Each day we bring you one stunning little glimpse of history in the form of a historical photograph. Enjoy!
Do you think that the bus on the right is a Mercedes-Benz bus, with that emblem on the front. It is a little bigger than you normally see, but I'm just saying, maybe.
Isn't that the arch in Washington Square back there?-XC
I was wondering about Mercedes-Benz AS well. Those buses are very interesting.
I googled Washington Square Arch and Expat is right. It's a match!
That's definitely Washington Square, and it's definitely not a Mercedes (in 1913, Mercedes wasn't yet Mercedes-Benz, either).More specifically, that's 5th Avenue just outside of Washington Square Park The photo says "5th Ave. Bus" at the bottom, but it's cropped here, and if you see it zoomed, you can see that the bus with the Mercedes-like symbol says "Seventh and Fifth AV's Via 110th St to Wash. Sq."
Oh, I meant to add that we know the bus isn't a Mercedes because it tells us it's a De Dion-Bouton:http://en.wikipedia.org/wiki/De_Dion-Bouton
I love the starter cranks on the fronts of the buses.
I was thinking that the bus on the left was awfully tall and that it might want to crawl around corners or it might tip over. But I guess back in the day they didn't go too fast anyway. I see seats up there.
What a great photo. And yes, that is Washington Square Park. That arch looks the same today, although the surrounding area obviously doesn't.I would have thought the bus on the right was a Mercedes also.

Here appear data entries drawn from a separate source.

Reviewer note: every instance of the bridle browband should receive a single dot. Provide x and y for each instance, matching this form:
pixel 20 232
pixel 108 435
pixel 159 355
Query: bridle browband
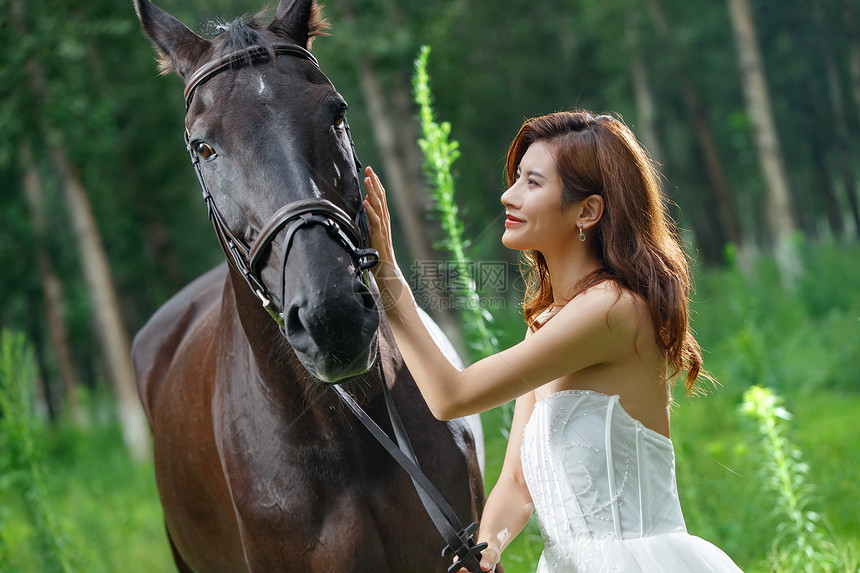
pixel 353 236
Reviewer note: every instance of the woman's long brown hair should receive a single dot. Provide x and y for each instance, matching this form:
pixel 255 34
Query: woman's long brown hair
pixel 636 239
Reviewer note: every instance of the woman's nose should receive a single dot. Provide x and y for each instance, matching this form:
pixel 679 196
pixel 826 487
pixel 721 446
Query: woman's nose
pixel 507 197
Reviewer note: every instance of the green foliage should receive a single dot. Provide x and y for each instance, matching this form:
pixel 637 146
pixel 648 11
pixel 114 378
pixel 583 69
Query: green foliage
pixel 21 470
pixel 440 154
pixel 57 483
pixel 800 544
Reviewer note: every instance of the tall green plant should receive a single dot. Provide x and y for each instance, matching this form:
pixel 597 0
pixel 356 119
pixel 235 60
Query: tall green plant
pixel 440 153
pixel 20 457
pixel 800 544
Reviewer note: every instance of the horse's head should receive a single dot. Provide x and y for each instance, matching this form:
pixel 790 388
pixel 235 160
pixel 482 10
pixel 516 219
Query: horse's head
pixel 267 134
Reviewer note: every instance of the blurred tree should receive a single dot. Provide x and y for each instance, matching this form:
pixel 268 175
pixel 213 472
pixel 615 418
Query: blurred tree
pixel 52 288
pixel 779 202
pixel 711 239
pixel 108 319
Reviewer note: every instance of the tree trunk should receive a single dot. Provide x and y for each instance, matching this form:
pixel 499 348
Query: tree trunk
pixel 646 114
pixel 713 166
pixel 778 194
pixel 405 190
pixel 52 290
pixel 105 304
pixel 853 33
pixel 834 88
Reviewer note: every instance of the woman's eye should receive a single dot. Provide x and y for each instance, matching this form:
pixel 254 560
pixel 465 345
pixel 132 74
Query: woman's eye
pixel 204 150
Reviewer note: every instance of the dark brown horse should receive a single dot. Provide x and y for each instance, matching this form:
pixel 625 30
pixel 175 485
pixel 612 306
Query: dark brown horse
pixel 259 466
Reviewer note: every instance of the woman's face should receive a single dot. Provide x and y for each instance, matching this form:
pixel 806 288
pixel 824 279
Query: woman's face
pixel 535 220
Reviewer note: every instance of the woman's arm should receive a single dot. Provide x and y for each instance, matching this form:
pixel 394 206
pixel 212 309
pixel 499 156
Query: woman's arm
pixel 592 328
pixel 509 505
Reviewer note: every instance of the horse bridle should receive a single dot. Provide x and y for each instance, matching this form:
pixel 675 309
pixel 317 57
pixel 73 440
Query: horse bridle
pixel 353 236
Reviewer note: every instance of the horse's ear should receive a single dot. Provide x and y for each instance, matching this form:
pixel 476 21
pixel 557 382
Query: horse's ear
pixel 299 20
pixel 180 49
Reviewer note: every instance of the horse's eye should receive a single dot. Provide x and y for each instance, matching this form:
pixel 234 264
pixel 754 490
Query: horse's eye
pixel 204 150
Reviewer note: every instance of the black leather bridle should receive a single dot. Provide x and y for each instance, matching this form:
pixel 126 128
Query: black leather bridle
pixel 353 236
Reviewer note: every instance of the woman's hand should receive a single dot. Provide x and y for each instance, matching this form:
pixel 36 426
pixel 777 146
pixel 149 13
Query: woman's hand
pixel 489 559
pixel 388 276
pixel 377 213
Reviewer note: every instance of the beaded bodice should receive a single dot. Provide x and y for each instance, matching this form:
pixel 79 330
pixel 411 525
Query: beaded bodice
pixel 593 471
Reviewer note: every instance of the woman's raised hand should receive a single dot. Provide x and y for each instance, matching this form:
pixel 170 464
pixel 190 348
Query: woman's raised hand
pixel 380 221
pixel 388 276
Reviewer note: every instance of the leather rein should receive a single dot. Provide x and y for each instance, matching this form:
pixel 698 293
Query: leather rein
pixel 353 236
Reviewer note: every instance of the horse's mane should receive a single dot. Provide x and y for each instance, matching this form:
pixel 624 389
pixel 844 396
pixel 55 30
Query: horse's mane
pixel 247 31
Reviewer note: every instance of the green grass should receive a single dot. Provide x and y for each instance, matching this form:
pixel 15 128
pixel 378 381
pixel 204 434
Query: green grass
pixel 107 505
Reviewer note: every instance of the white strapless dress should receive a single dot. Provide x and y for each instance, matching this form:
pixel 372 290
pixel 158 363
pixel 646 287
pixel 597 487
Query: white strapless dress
pixel 604 491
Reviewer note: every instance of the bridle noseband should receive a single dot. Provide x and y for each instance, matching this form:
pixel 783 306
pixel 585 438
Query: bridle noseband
pixel 351 234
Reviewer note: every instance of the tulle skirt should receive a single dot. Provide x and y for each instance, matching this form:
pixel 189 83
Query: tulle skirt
pixel 663 553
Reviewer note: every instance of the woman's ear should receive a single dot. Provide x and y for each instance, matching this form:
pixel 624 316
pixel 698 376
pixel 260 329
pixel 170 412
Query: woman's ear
pixel 590 211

Washington Square Park is the origination point of Fifth Avenue, which runs right through the center of Manhattan and separates the east and west sides of the city.The famous arch that can be seen in the background was designed by architect Stanford White, who also designed several famous Gilded Age manions (such as Rosecliff in Newport). It's a copy of the Arc de Triomphe in Paris. If you look at the bus on the left, the sign on top reads "Riverside Drive." That is on the upper west side of Manhattan, where all the famous and rich people live, even today - it's a beautiful area.Also - Stanford White was murdered in 1906 by the jealous millionaire husband of a young actress, Evelyn Nesbitt, with whom White had had an affair (when she was only 16). He was a notorious womanizer and used to keep a red velvet swing in his residence, where young ladies (in various stages of undress) would entertain him. Wow, even back then those things went on!
Chris is correct about that bus on the right.It's not a Mercedes.Scroll down for various truck/bus pictures made by De Dion-Bouton.http://www.svvs.org/philippines1.shtmlJohn
Thanks John! Great site.
I see I'm late in commenting that this is the Washington Square Park area... but I've been meaning to leave a comment telling you how much I enjoy this blog. Nice work!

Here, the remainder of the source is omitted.